The inside story of how the Endurance, Ernest Shackleton's legendary lost ship, was found in the most hostile sea on Earth, told by the expedition's Director of Exploration.

On November 21, 1914, the Endurance succumbed to the surrounding ice. Ernest Shackleton and his crew had navigated the three-masted wooden vessel ten thousand miles to Antarctica in hopes of becoming the first to cross the barren continent, but early season pack ice trapped them in place offshore. Marooned on the ice for six months, Shackleton's expedition to push the limits of human strength took a new form: one of survival against the odds.

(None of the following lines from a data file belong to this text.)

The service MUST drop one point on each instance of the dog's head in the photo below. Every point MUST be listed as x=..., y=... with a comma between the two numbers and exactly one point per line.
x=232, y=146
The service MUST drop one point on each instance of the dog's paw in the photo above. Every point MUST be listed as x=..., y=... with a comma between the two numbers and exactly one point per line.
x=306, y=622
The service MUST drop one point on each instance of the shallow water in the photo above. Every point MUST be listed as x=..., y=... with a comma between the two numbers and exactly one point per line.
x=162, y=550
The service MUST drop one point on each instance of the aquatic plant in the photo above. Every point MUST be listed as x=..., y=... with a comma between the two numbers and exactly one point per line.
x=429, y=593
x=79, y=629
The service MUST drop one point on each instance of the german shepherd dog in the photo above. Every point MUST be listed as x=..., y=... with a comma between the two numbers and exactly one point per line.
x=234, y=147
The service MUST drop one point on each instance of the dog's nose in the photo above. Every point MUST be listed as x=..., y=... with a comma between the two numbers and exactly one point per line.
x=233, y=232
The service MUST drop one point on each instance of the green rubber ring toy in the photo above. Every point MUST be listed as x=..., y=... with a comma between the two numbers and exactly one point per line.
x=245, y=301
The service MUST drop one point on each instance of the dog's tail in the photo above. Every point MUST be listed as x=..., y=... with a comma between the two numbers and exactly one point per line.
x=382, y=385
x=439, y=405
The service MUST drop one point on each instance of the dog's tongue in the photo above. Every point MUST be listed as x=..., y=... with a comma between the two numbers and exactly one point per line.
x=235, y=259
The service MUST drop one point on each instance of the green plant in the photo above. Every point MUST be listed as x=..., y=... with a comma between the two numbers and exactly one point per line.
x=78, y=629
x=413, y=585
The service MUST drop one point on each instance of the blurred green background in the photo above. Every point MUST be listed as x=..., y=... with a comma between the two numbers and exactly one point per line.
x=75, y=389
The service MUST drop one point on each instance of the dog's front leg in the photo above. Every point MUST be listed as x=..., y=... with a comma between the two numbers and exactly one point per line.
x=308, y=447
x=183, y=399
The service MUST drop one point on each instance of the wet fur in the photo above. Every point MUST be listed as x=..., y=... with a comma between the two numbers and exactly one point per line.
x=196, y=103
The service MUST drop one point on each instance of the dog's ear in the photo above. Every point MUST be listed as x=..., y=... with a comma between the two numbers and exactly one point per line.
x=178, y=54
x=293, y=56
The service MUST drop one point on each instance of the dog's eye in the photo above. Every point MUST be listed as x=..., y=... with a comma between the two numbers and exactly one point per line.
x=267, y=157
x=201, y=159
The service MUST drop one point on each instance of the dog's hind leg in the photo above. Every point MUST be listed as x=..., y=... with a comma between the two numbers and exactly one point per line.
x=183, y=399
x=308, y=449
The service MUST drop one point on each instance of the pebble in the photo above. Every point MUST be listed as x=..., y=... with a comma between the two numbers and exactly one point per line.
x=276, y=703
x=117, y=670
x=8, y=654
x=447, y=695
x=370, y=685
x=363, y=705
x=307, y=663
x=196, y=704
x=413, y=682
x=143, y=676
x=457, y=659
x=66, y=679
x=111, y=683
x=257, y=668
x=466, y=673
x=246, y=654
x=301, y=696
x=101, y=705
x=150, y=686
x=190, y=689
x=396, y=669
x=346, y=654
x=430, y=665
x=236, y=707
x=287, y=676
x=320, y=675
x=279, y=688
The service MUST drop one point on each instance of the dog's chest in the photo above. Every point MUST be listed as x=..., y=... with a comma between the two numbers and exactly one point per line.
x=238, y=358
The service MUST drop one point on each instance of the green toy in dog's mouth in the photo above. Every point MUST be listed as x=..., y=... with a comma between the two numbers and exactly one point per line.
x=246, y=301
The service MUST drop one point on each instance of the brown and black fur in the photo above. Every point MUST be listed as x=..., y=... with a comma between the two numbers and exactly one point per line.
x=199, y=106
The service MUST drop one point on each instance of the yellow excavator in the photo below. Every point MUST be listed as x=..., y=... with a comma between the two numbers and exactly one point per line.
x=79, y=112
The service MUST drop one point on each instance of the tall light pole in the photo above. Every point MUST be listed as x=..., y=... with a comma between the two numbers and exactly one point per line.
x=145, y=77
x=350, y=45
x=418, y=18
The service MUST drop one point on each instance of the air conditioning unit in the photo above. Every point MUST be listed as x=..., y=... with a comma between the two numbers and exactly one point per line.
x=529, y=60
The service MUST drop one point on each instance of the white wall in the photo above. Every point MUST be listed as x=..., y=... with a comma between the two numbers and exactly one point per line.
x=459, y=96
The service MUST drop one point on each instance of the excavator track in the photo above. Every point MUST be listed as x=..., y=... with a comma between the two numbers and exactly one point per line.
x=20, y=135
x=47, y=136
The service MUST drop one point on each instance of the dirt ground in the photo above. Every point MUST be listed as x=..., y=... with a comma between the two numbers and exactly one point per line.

A century after this legendary story entered the annals of polar exploration, renowned marine archeologist Mensun Bound and an elite team of explorers joined a new global race to find the wrecked Endurance. Bound experienced failure and despair in his attempts to locate the wreck, and very nearly found his own vessel frozen in ice. Finally, a century to the day after Shackleton's burial, the discovery: nearly ten thousand feet below the ice lay a remarkably preserved Endurance, its name still emblazoned on the ship's stern.

Told "with passion and flair" (Washington Post), The Ship Beneath the Ice is a modern-day adventure narrative of the intrepid spirit that joins two mariners across the centuries--both of whom accomplished the impossible.